Among the interesting monuments worth knowing in our city of Beirut, there is one which merits special attention, namely the Jewish synagogue in the Wadi abou Jamil quarter, below and to the north of the Grand Serail (Seraglio), just west of Bab Eddriss. In this district there used to live most of the Jewish community, which before the Israeli-Palestinian conflict of 1948 was some 6000 strong.
It is well known that there has always been a Jewish diaspora which was once scattered over all the towns of the empires, Egyptian Pharaonic (the community of Alexandria was famous for the thinker Philo and for the Seventy who translated the Old Testament into Greek), Mesopotamian (see the Book of Tobit), Greco-Seleucid (the Acts of the Apostles show Jews in Tyre, Sidon, Antioch and all Phoenicia) and Roman (the same book shows the Jews in Asia Minor, Thessalonica, Corinth, Puzzoles and Rome). During the Middle Ages Jews were to be found in Rome, Florence, Toledo and Andalusia, where there was the famous thinker Maimonides. There was always a Jewish community in Beirut, visited by the celebrated Rabbi Benjamin of Tudela during the twelfth century.
During the nineteenth century, the community had several hundred members, including both local Sephardites and immigrant Ashkenazis. They lived by minor crafts such as carding or by retail commerce. They enjoyed a period of prosperity under a certain Doctor Albert from Germany, who organized the social leadership of the community on the lines of the Jewish communities in Europe and America, with community services, synagogue, club and community council.
It was towards 1920 that a wealthy Jew came from India, the famous Mr. Sasson, who decided to endow the community with a synagogue befitting the importance that it had acquired. It was to be one of the most beautiful synagogues in the Middle East. It stands as a monument to the Arab world's tolerant attitude towards Judaism practiced by religious people without political aims. One may still see it, but in a sad state of decay due to the vandalism that took place during the war in Lebanon between 1975 and 1990, during which little by little the local Jews went abroad, mostly to the New World.

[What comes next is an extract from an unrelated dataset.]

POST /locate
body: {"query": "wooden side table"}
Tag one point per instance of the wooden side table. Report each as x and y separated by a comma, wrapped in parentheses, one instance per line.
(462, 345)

But this very attractive synagogue is still to be seen, though neglected and looted. It has been pillaged, the ceiling has fallen down and the woodwork lies about the floor. Wanting a building worthy to be a "House of Prayers" (syn-agoga in Greek means an assembly place for the faithful), Mr. Sasson, his son, and then Joseph David Farhi created a little jewel. There is a spacious nave, with two side aisles separated by elegant colonnades joined to each other by arches. Facing as one stands in the nave is the raised floor of the choir or béma or sanctuary, reached by marble steps, and here there used to be the pulpit of the lector or the commentator on the Bible, which a liturgical server used to put away in a piece of sacred furniture hidden by a veil or sliding curtain (Luke 4/20). Along the walls on a level with the arches joining the columns one sees the Seal of Solomon in colour surrounded by gold and the six-pointed Star of David (two equilateral triangles together). The walls on the side are sadly dilapidated. The whole rectangular layout (30m by 20m in the nave) is orientated north-south towards Jerusalem, as is only appropriate. The lamps, trumpets, carpets, benches and seats have all been looted, except those removed in time, as also the sacred rolls.
In the quite understandable absence of nearly all the Jewish community, on wonders if the Ministry responsible for Cults or for the National Heritage and Tourism could not undertake to restore this little religious architectural jewel, representing a great socio-cultural and religious venture in our city. We know that there are very many ways of finding the necessary funding for this artistic undertaking and as many more for making this holy place and the historic quarter a historic site worth visiting.